A confluence of events

International marine fuel markets have been subject to three waves of turbulence this year. First the International Maritime Organization (IMO) capped marine fuel sulphur emissions content at 0.5pc, down from 3.5pc on 1 January. In February, petroleum demand started to slide on the back of shutdowns in response to the Covid-19 pandemic. In March, the Saudi Arabia-Russia oil price war caused crude prices to drop. Despite a mid-April Opec+ agreement to reduce crude oil production, crude prices crashed as the coronavirus pandemic response intensified, prompting an oil glut and oil tank storage to fill up.
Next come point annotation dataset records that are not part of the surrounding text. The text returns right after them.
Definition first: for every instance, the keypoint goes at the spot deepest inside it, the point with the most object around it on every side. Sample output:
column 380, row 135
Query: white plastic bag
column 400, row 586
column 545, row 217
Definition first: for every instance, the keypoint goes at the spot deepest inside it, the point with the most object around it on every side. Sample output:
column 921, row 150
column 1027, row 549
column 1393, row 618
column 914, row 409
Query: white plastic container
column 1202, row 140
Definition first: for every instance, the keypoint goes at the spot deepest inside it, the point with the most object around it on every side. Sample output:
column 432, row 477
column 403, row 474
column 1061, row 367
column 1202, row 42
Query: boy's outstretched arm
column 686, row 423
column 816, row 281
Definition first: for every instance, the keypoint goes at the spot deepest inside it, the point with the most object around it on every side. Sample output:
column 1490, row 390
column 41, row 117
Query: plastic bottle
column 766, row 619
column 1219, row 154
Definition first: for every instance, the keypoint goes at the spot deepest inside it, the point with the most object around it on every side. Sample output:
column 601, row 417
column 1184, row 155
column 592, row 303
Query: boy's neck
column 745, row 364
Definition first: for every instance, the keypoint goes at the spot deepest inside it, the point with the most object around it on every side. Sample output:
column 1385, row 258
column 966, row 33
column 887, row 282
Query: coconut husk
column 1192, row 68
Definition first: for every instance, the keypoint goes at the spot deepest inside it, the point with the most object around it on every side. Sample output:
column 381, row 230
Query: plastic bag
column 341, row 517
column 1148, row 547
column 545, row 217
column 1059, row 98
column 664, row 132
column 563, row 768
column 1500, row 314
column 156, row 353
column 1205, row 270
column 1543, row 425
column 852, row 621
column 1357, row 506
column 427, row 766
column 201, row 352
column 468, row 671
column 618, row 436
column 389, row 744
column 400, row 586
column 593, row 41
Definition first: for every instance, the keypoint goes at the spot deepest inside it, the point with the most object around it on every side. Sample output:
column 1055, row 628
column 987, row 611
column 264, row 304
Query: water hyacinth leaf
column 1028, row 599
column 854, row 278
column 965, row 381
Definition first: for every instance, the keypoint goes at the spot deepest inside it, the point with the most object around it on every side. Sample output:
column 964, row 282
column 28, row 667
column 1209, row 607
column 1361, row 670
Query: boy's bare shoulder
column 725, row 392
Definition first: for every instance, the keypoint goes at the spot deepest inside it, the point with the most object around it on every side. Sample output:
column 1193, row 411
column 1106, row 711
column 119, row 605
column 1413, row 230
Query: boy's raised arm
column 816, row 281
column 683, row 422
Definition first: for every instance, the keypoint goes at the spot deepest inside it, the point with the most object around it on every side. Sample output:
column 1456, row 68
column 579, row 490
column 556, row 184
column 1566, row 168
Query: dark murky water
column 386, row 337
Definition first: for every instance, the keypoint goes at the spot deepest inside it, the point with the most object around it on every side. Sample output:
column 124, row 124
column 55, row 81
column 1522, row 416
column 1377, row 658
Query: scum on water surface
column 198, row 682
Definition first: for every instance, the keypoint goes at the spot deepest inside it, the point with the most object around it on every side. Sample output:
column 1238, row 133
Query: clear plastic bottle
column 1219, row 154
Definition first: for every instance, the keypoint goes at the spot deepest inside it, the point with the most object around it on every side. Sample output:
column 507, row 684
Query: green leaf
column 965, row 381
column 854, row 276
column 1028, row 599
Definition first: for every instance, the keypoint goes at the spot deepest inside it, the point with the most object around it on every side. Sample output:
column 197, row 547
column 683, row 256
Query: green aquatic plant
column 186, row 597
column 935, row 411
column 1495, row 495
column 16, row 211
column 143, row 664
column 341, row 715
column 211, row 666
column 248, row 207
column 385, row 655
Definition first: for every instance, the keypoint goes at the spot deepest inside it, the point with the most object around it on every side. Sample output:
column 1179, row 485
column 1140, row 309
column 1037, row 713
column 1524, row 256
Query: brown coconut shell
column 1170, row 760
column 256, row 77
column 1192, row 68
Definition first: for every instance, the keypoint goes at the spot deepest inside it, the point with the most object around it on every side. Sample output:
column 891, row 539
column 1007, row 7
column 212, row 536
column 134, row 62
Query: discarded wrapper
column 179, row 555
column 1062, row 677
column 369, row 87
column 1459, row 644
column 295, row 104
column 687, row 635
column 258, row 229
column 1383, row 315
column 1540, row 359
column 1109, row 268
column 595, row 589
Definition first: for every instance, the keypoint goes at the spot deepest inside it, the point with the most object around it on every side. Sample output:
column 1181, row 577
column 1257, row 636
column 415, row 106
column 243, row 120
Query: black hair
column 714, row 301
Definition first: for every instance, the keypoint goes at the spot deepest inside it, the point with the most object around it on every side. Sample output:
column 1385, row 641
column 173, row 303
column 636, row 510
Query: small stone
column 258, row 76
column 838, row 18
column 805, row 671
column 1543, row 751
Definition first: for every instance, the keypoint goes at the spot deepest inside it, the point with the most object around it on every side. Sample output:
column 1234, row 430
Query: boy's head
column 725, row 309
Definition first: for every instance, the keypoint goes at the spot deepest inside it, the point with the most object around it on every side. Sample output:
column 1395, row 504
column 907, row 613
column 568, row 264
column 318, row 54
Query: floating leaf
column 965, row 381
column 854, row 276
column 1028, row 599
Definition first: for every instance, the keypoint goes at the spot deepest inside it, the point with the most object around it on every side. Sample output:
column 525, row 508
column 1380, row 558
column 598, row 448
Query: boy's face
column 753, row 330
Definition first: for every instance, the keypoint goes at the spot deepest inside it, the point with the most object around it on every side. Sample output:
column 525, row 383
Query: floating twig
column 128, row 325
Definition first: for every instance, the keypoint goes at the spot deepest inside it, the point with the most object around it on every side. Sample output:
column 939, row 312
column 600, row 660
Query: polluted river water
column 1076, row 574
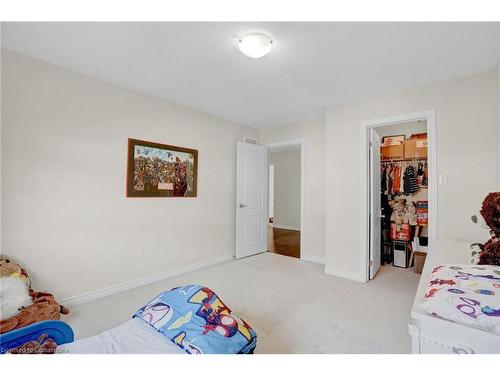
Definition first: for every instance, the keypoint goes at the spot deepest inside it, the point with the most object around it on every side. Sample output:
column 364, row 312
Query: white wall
column 313, row 227
column 466, row 111
column 286, row 209
column 497, row 71
column 406, row 129
column 64, row 165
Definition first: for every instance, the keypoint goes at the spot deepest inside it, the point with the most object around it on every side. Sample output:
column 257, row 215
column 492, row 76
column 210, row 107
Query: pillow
column 465, row 294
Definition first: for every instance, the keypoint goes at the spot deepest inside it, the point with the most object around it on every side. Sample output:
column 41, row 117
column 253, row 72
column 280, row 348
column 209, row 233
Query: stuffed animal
column 14, row 288
column 14, row 296
column 489, row 218
column 9, row 267
column 398, row 206
column 21, row 305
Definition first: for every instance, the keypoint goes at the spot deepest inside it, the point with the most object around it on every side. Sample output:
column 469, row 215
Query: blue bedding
column 195, row 319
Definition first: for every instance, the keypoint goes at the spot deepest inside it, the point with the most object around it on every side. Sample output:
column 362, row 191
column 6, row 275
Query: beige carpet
column 291, row 304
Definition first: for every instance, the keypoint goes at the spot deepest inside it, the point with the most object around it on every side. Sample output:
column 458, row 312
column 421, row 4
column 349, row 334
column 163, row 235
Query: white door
column 375, row 203
column 251, row 199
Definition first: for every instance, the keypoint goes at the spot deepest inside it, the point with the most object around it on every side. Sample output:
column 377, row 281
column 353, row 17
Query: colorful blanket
column 464, row 294
column 195, row 319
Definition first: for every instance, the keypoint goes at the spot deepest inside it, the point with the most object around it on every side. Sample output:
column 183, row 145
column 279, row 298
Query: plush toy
column 21, row 305
column 14, row 288
column 489, row 218
column 398, row 206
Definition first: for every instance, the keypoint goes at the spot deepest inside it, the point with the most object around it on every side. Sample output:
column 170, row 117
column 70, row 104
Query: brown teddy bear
column 490, row 219
column 43, row 306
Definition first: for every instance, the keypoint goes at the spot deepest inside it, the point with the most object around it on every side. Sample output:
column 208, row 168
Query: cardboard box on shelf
column 392, row 152
column 415, row 148
column 401, row 232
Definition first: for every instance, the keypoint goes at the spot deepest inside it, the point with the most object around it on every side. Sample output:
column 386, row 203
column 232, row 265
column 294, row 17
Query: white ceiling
column 313, row 66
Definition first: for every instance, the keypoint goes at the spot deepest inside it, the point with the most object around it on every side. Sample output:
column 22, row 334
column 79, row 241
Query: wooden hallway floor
column 284, row 242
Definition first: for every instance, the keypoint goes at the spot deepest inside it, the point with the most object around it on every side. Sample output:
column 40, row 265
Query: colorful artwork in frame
column 158, row 170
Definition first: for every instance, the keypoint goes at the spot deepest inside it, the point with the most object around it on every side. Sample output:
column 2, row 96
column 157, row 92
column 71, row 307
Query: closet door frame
column 430, row 117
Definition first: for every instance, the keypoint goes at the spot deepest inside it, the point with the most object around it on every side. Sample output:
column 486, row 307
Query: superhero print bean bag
column 195, row 319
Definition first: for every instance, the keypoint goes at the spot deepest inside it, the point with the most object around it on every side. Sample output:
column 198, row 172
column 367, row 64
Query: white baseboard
column 289, row 227
column 122, row 287
column 344, row 274
column 312, row 258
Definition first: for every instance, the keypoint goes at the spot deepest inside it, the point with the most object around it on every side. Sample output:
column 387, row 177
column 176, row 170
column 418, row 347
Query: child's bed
column 189, row 319
column 134, row 336
column 457, row 310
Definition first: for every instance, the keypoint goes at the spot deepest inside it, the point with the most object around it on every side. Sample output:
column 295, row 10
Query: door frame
column 293, row 142
column 430, row 117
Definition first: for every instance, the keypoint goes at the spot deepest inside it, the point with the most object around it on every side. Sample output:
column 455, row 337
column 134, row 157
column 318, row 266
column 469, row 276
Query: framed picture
column 158, row 170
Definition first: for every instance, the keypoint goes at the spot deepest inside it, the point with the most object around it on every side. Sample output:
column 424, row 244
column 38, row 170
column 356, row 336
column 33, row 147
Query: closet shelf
column 403, row 159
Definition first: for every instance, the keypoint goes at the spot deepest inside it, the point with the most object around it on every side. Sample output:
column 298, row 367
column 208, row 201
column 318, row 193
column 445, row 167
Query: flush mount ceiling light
column 255, row 45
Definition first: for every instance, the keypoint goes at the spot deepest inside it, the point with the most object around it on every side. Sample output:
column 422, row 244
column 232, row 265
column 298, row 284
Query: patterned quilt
column 194, row 318
column 465, row 294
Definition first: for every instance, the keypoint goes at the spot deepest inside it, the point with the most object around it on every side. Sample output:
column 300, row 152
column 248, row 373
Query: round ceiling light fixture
column 255, row 45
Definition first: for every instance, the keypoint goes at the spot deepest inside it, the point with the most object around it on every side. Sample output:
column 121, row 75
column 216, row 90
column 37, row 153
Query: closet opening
column 400, row 194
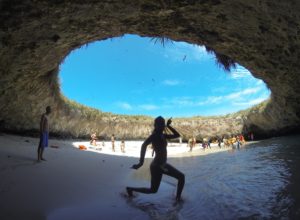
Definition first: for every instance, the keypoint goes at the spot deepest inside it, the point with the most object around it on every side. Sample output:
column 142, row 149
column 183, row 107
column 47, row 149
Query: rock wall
column 36, row 36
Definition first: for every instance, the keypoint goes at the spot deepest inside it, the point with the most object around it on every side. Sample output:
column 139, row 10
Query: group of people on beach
column 235, row 141
column 94, row 143
column 158, row 139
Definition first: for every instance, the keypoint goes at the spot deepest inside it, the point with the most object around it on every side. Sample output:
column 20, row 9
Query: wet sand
column 71, row 178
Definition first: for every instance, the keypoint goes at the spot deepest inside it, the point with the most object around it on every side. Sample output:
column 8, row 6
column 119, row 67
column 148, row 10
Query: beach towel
column 82, row 147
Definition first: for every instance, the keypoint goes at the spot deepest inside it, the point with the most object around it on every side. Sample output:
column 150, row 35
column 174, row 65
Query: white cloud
column 250, row 102
column 242, row 93
column 213, row 100
column 124, row 105
column 171, row 82
column 181, row 51
column 148, row 107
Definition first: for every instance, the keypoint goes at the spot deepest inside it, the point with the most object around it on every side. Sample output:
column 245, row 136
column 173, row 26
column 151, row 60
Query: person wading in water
column 159, row 165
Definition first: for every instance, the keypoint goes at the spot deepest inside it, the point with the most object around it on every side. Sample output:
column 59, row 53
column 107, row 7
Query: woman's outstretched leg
column 156, row 175
column 173, row 172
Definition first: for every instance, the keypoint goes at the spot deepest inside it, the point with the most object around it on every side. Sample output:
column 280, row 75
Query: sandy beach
column 72, row 183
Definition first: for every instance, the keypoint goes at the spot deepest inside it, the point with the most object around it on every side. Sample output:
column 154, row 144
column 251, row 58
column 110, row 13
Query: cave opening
column 136, row 75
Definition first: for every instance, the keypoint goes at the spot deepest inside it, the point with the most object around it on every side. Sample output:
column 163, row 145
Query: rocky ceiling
column 36, row 36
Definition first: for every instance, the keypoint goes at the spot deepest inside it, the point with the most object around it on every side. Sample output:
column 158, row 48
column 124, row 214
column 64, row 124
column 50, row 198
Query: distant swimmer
column 44, row 133
column 159, row 165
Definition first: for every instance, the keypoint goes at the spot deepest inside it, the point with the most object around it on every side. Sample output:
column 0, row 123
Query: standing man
column 44, row 133
column 113, row 142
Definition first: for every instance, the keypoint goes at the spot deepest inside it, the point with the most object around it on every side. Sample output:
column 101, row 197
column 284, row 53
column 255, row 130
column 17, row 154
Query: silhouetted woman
column 159, row 165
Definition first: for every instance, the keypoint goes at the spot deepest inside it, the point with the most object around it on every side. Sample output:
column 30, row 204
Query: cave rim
column 163, row 40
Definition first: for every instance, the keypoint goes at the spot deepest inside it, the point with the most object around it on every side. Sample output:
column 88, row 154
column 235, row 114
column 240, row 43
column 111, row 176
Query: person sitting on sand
column 93, row 139
column 44, row 133
column 159, row 165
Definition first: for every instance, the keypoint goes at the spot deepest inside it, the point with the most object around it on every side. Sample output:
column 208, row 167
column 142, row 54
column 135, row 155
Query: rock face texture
column 36, row 36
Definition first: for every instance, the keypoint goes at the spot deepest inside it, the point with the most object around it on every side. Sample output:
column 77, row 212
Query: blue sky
column 136, row 76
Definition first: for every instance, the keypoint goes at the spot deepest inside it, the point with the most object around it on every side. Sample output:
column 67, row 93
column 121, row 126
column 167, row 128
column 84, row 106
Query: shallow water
column 256, row 182
column 259, row 181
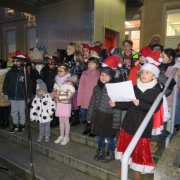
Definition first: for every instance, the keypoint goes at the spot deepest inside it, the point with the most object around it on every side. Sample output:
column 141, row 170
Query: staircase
column 55, row 162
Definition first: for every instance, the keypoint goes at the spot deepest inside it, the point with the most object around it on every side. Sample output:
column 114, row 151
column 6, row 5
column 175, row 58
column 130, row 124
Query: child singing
column 63, row 93
column 104, row 120
column 43, row 107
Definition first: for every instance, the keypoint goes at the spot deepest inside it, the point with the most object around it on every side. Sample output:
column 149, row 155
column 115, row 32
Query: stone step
column 74, row 155
column 75, row 134
column 15, row 158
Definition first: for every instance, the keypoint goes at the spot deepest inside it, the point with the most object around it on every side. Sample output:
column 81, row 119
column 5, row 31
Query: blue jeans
column 82, row 114
column 111, row 143
column 177, row 112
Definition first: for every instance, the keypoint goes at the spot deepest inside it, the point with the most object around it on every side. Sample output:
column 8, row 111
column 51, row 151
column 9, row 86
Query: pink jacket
column 87, row 83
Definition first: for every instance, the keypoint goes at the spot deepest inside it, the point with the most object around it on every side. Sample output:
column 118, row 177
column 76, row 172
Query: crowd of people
column 74, row 91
Marine fuel price differentials shift

Prices of the three main types of marine fuels — very low-sulphur fuel oil (VLSFO) with 0.5pc sulphur, high-sulphur fuel oil (HSFO) with 3.5pc sulphur, and 0.1pc sulphur marine gasoil (MGO) — traced crude down from January to April. But VLSFO losses outpaced HSFO losses and the VLSFO over HSFO premium narrowed. According to traders, US Gulf VLSFO stocks grew from mid-March to mid-April with a fair amount of low-sulphur vacuum gasoil (LS VGO) making its way into the US Gulf VLSFO blending pool. Demand for 0.5pc sulphur VGO as a fluid catalytic cracker (FCC) feedstock for the production of gasoline and diesel was down on coronavirus-related supply shocks. As a result, the Argus-assessed US Gulf VLSFO–LS VGO premium held at over $5/bl during the one month period, with the premium spiking to as high as $8-9/bl.